Sabor da Arte

 
Maria Josefa da Áustria e Otto Tressler

Conto de Thais Matarazzo

 Otto fez Maria Josefa sentir o prazer carnal que o marido nunca lhe proporcionara.

 Volúpia! Volúpia!, ela exclamou no segundo encontro íntimo do casal-amante.

Mulher reprimida pela sua posição social e pela devoção que dedicava à religião, ela pensava piamente ser a libido coisa proibida, pecado mortal! Assim aprendeu nas lições de catequese.

Depois dos dois filhos, considerava Otto a melhor coisa que acontecera na sua vida. Casou-se muito jovem e romântica, o marido, o arquiduque Otto Francisco da Áustria (homônimo do namorado), a traía constantemente, um homem belo e boêmio. A princesa Maria Josefa acreditava que a infidelidade era uma praga que sua irmã, a princesa Matilde da Saxônia, solteirona e invejosa, lhe rogara.

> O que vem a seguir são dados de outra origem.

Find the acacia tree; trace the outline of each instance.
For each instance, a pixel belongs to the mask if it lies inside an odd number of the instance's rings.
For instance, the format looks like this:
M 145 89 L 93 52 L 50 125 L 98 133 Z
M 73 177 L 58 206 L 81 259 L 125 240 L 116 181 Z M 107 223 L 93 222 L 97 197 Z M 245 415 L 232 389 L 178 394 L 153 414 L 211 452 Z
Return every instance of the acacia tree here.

Mas, não, Otto já era garanhão desde os 15 anos de idade. Incentivado pelo pai e pelo tio, o imperador austríaco, experimentou “a fruta” e nunca mais a largou.

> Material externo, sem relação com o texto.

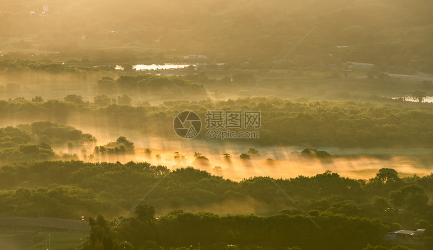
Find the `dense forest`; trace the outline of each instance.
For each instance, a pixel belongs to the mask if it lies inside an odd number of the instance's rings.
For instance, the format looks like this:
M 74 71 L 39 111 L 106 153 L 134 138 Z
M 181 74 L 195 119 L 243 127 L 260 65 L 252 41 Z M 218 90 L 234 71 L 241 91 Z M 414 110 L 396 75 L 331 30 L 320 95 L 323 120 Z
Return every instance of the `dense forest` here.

A princesa sofria grandemente pela deslealdade e falta de atenção do consorte. Acabou por se tornar beatapapa-hóstia, buscava na fé o refúgio para os seus tormentos. Todos na corte comentavam a sua extrema carolice, inclusive, a imperatriz Sissi.

O imperador Francisco José, com pena da sobrinha, apresentou-lhe o ator Otto Tressler. A simpatia foi instantânea. Nos encontros seguintes, na sala de jogos do grande palácio, o soberano incentivou a aproximação dos dois. A arquiduquesa ficava visivelmente ruborizada e constrangida, logo percebeu o real motivo daquelas recepções.

Você precisa divertir-se, minha querida Maria Josefa!, repetia o soberano.

Otto era extremamente cavalheiro, atencioso e meigo, tudo o que o seu xará não era. Não demorou para que ele passasse a privar o palácio de Maria Josefa. Dirigia-se para lá em horas pouco habituais, para não despertar a atenção geral dos criados e dos filhos pequenos da princesa. O marido estava sempre ausente, vez ou outra lembrava-se que tinha um lar e uma família.

Demorou quase um ano para Maria ceder aos apelos do ator para um “relacionamento mais particular”. Anteriormente, durante os encontros, eles conversavam, jogavam cartas e riam de coisas banais.

Como a arquiduquesa fosse reservada ao extremo, Otto teve que avançar aos poucos. Na primeira relação, Maria Josefa, cheia de receios e culpa, não conseguiu relaxar. Quase estragou tudo. Em seguida, Otto, bom estrategista, ficou quase dez dias sem aparecer.

Maria quase enlouqueceu e foi procurá-lo, encontrou-o. A expectativa da espera fez o ato ser prazeroso, levou a envergonhada princesa saxônica a um orgasmo delicioso, nunca imaginado.

Ela era uma dama acima de tudo, soube levar com classe o relacionamento aventuroso (e venturoso!). Com o tempo, os amásios tornaram-se amigos e confidentes. Maria acabou por lhe favorecer junto à classe artística vienense, Otto galgou importantes degraus e foi sempre agradecido à sua protetora e mecenas.

Essa vida de princesa é uma porcaria. Eu desejava que meus filhos fossem teus e contigo poder viver para todo o sempre, Otto!, bradou Maria Josefa.

Tu nunca cometerias esse deslize tão transgressor, minha querida arquiduquesa! Não faz parte do teu caráter, respondeu Otto.

Os agradáveis encontros duraram cerca de oito anos, quando Maria enviuvou, em 1906, após completar 20 anos de casada, resolveu dar um basta na vida dupla.

Nunca fora uma mulher fogosa. Sentia-se, agora, plena e terminou com o artista. Tinha 39 anos.

Agora sou uma mulher liberta de tudo. Viverei para os meus filhos, quero tranquilidade. Basta!, concluiu Maria Josefa.

No seu último aniversário, após a festa familiar, retirou-se para o seu aposento. Foi até a escrivaninha e da última gaveta tirou uma caixinha. Ali estavam algumas das cartas que trocou com Otto Tressler, agora um famoso ator de cinema.

Cheirou os papéis e os abraçou. Sentiu a terna e deleitosa lembrança dos seus encontros extraconjugais, e de como Otto a ensinara a conhecer melhor o seu corpo, a ter prazer e o sabor da amizade.

Ah, Otto, fostes uma das melhores pessoas que cruzaram o meu caminho!, confessou para si mesma, do alto dos seus 76 anos.

 *** conto inspirado na biografia de Maria Josefa da Saxônia e Arquiduquesa da Áustria (1867-1944).